You fuckers are out of your minds, getting long ahead of a June jobs number. Didn’t you assholes see the crisis unravel in May and June? Logic dictates, as business owners read the headlines coming out of Europe, they were tentative about bulking up the work force. Now that we have reengaged sanity, I expect the market to do nothing less than shatter into one thousand different pieces aka “fall by 1,000 points” from yesterday’s close. It’s not that big a deal, in the whole scheme of things. Plus anyway, most of you are hardly managing any money at all. You certainly will not miss it when it is gone.
As for me, I harbor a high level of disdain and resentment for this market. When I look at my screen, I do not laugh or cry. Actually, aside from the occasional sneer, I am emotionless when it comes to investing. My wife calls me catatonic. I believe I am preparing for the after-life.
On a personal level, I am making some money today; but expect to make a great deal more in the days and weeks to come. Let me remind you how awful the month of September is for investors. Could you imagine how befuddled investors will become, following a 1,000 point rally—when the whole cake starts to crumble—during the time of year (Fall) when stock market crashes are most prevalent? Why, it’s almost worth paying to see.

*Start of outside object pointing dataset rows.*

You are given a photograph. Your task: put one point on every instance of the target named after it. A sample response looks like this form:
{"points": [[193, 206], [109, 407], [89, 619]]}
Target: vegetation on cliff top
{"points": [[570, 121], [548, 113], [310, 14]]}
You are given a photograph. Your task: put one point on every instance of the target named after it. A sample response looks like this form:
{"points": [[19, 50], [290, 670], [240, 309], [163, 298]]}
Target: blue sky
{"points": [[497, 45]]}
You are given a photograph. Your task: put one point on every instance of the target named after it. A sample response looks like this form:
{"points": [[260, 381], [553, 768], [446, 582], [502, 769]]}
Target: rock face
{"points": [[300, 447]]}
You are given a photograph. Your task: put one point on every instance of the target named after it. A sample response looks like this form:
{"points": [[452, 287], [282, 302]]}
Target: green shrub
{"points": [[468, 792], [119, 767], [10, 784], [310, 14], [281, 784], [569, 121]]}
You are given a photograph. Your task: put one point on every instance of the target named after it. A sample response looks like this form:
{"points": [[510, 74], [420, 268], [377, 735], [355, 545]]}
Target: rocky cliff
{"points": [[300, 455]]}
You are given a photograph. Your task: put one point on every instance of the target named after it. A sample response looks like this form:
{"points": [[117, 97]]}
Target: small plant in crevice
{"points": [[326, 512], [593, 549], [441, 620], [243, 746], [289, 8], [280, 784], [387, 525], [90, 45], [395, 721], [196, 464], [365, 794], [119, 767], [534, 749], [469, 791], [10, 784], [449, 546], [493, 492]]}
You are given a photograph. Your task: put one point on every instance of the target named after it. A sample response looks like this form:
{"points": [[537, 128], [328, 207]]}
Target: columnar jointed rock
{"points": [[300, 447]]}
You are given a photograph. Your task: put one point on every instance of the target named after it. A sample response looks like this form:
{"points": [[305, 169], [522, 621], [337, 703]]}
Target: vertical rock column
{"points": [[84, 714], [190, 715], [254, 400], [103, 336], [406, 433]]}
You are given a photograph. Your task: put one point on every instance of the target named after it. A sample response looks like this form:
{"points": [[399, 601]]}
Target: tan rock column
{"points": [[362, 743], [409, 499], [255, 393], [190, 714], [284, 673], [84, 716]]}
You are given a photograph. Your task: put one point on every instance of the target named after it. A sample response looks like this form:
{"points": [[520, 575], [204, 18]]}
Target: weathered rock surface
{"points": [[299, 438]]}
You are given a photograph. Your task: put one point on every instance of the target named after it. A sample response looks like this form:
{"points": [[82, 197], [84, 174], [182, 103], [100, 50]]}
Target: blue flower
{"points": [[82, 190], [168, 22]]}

I hope you understand now: the recovery of the U.S. economy is nothing more than a sham. While it’s true, earnings are robust and commodity prices have risen, there are counter-balances, such as your house, your electronics, clothes and other discretionary items that are enduring margin erosion.
In closing, you should all rejoice, for Senor Tropicana did it again, despite all of your ill wills and flagrant comments; I spit on your person.